The story is narrated by a man who’s initially calling himself Tim Sunblade. We quickly learn that Tim has recently broken out of prison and that he has a plan to pull off a crime that will leave him on easy street for the rest of his life. In a fleabag motel, he sends out for a ten-dollar hooker. The woman who arrives with the bellboy calls herself Virginia and appears to be much too beautiful and skilled at her trade to be working this low-rent circuit.

Sunblade is entranced by the woman and so takes her along when he hits the road. He tells himself that he will dump her before too long, but he never gets around to doing so.
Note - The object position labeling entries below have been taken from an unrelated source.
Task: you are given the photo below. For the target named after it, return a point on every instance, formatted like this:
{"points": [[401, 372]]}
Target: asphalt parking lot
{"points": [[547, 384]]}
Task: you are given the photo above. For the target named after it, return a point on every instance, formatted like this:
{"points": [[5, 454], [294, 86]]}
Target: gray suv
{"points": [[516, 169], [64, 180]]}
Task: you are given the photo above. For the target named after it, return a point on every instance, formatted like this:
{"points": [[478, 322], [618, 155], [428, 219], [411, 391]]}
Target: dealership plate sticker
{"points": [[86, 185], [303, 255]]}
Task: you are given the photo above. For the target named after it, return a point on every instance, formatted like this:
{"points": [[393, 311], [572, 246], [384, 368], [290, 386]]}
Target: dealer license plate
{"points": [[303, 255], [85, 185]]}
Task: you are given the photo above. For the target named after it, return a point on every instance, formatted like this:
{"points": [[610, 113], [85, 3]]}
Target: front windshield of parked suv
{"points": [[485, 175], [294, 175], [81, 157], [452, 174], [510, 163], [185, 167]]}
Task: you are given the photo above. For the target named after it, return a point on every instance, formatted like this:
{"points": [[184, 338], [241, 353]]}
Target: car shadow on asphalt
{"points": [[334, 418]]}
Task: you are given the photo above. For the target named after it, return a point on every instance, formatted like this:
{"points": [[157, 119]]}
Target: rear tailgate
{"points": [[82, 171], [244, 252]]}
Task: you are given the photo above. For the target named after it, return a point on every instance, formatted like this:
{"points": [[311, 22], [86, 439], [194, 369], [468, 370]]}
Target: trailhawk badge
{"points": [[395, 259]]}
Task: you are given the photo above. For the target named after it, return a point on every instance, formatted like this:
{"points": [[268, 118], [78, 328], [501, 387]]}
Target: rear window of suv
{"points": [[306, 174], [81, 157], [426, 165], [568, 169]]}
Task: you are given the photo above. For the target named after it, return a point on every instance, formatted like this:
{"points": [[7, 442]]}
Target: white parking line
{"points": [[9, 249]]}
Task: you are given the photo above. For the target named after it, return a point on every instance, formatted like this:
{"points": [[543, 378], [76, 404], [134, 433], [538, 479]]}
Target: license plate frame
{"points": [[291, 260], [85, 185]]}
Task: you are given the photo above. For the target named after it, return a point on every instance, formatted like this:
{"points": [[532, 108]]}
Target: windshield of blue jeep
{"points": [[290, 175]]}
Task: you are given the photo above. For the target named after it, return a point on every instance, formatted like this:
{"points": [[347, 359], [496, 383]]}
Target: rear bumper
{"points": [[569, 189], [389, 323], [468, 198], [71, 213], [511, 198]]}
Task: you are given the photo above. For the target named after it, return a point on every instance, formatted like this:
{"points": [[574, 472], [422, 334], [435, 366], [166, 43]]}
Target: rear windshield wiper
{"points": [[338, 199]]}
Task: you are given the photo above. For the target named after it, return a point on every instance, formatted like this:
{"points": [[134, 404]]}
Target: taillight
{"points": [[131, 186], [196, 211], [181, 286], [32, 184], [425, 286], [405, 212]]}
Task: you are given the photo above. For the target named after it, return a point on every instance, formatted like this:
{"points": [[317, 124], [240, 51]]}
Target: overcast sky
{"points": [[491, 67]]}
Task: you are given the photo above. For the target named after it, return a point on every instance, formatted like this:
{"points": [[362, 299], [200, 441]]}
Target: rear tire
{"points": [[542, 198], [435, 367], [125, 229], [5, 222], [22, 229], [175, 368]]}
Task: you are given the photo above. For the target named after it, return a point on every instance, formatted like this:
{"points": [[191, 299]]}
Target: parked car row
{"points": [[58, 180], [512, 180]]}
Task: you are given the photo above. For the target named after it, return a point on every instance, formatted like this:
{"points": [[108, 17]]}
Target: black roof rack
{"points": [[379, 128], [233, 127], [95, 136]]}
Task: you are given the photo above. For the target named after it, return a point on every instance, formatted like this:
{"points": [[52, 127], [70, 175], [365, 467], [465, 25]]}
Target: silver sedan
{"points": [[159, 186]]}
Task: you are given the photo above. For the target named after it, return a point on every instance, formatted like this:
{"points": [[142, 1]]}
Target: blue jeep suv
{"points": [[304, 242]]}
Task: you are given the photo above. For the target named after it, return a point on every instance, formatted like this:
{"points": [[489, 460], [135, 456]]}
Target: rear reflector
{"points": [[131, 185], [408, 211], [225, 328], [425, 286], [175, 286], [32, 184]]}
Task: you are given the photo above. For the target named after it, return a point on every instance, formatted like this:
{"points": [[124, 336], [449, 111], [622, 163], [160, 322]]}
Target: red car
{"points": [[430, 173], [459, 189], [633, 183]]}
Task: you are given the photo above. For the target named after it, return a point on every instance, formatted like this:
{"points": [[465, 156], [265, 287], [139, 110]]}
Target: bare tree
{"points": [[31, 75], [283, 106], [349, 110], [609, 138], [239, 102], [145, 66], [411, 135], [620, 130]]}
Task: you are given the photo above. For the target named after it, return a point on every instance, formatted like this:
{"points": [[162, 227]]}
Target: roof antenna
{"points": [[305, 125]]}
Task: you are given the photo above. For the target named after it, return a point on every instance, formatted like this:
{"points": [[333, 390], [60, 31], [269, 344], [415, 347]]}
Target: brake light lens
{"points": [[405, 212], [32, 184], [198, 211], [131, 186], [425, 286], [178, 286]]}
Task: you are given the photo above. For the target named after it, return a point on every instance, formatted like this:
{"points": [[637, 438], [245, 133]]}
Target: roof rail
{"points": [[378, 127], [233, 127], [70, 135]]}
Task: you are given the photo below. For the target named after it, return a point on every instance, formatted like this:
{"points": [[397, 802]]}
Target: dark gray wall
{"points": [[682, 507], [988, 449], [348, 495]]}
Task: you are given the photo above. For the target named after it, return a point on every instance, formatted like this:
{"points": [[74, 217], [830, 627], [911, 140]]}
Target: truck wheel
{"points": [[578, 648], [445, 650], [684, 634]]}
She’s gotten under his skin and in a novel like this, we know that's going to mean a whole lot of trouble not too far down the road. "I wanted Virginia," he says. "She was a creature of moonlight, crazy as moonlight, all upthrusting radiance and hard silver dimples and hollows, built for one thing and only one thing and perfectly for that."

Virginia has secrets of her own and in a relationship like this, neither party can afford to trust the other very far. It’s bound to be a rocky ride, and more than a little bit dangerous, but Tim ultimately concludes that Virginia is just the partner he needs for the big job he intends to pull off.

Through the early part of the book, we watch the two travel cross country and make the necessary preparations for the crime they intend to commit. In the interim, they see a lot of the country, vividly described by Chaze, and they also have a lot of fairly rough sex, which is also fairly vividly described, at least for 1953.

In many respects, of course, this is a fairly familiar story, but in the hands of Elliott Chaze, it rises to something extraordinary. The writing is visceral and cuts close to the bone. As my friend, William Johnson, has suggested, this is a book that you feel rather than simply read.

My only reservation has to do with the crime itself. Without giving anything away, there's a development that took me out of the story just enough to make me give this four stars rather than five. But still, it's an excellent read and one that any fan of classic crime fiction should race out and discover for him or herself.